Para onde vão os apoios públicos à agricultura biológica?
Mais de metade da totalidade da despesa pública da PAC depende exclusivamente da área declarada e localizam-se a sul do Tejo. É tempo de acabar com esta vergonha.
Há uma “bazuca” de 10 mil milhões de euros em dinheiros públicos que está a ser decidida pelo Ministério da Agricultura, de forma obscura e nas costas do sistema democrático. Trata-se da transposição da nova Política Agrícola Comum (PAC), que vigorará até 2027. O Governo tem de apresentar à Comissão Europeia o Plano Estratégico da PAC até ao final do ano e a consulta pública do mesmo foi anunciada para Julho, mas até ao momento o Governo ainda não deu a conhecer a sua proposta e recusa tornar públicos os trabalhos já realizados que são determinantes para definir onde aplicar o dinheiro.
Em protesto contra a falta de transparência e exigindo a promoção da participação cívica no planeamento da nova PAC em Portugal, surgiu uma coligação de várias organizações sectoriais e muitos especialistas que lutam por uma mudança no rumo habitual dos subsídios da PAC.
A aplicação dos fundos da nova PAC inicia já em 2021, num período de transição que se estende até 2023, ano em que inicia a aplicação das novas regras. O Governo anunciou já que o pagamento dos Pedidos Únicos ocorrerá até ao final do mês de Outubro. Entre vários sinais preocupantes, consta a transferência de centenas de milhar de hectares de terras não cultivadas da medida agroambiental Produção Integrada para a Agricultura Biológica, conforme se verifica no gráfico do IFAP que se encontra abaixo.
Por que motivo esta situação é preocupante?

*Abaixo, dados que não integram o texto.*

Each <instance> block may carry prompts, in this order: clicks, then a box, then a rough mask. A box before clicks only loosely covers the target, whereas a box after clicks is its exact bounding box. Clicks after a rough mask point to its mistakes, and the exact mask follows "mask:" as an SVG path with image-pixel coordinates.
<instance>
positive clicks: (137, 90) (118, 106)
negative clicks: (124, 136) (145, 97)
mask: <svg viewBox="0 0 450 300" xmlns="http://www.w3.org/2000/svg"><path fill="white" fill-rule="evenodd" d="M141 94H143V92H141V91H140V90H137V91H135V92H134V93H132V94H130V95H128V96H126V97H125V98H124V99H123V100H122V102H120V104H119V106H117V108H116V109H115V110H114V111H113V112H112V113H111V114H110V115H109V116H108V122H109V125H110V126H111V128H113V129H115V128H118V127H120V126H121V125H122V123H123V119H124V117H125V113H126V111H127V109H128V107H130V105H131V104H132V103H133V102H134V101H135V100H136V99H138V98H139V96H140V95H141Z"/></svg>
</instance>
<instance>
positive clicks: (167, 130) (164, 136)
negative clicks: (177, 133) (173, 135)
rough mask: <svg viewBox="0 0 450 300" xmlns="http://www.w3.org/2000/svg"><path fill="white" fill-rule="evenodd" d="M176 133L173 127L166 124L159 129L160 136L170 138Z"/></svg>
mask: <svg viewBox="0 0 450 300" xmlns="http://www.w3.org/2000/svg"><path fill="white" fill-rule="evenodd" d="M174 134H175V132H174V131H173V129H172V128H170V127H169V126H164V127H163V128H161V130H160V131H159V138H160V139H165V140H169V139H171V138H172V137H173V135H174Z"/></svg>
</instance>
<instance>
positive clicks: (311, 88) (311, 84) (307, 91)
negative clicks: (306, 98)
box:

Em 2014, o Governo de Passos Coelho e Assunção Cristas permitiu que mais de 600 mil hectares de terras não cultivadas, pastagens pobres localizadas a sul do Tejo, se candidatassem à medida Produção Integrada através do Pedido Único. O Governo aprovou as candidaturas e com isso esgotou o dinheiro desta medida agroambiental e gerou um overbooking de 250 milhões de euros que lesaram o erário público. Os beneficiários em causa passaram a auferir uma renda que depende exclusivamente da área declarada, sem obrigatoriedade de produção de alimentos ou serviços ambientais.
Este dinheiro devia ter sido utilizado para aplicar em áreas cultivadas, apoiando os agricultores a mudar as suas práticas agrícolas. Perdeu-se o dinheiro público e perdeu-se a oportunidade de melhorar a agricultura nacional.
Neste novo quadro comunitário, em resposta às alterações climáticas, prevêem-se verbas mais avultadas destinadas à promoção da agricultura biológica e por isso, os proprietários rentistas que sabotaram a medida Produção Integrada, candidataram-se agora à agricultura biológica. O Bloco de Esquerda já questionou directamente a ministra da Agricultura se vai permitir que esta história se repita, mas não obteve resposta. De salientar que a maioria da área subsidiada no passado com os fundos da agricultura biológica já eram pastagens que nunca foram obrigadas a produzir carne biológica.
Em cada mudança de quadro comunitário, os Governos sempre responderam ao interesse instalado dos grandes proprietários do sul, criando medidas ajustadas e deturpando outras de forma a que estes mantenham a sua renda fundiária. Estas rendas lesam o interesse público e, à entrada da década decisiva para responder às alterações climáticas, este assalto é especialmente danoso. Quatro em cada dez explorações agrícolas do país não recebem qualquer subsídio da PAC e entre os beneficiados há 2% que capturam um terço das ajudas. Mais de metade da totalidade da despesa pública da PAC depende exclusivamente da área declarada e localizam-se a sul do Tejo. É tempo de acabar com esta vergonha.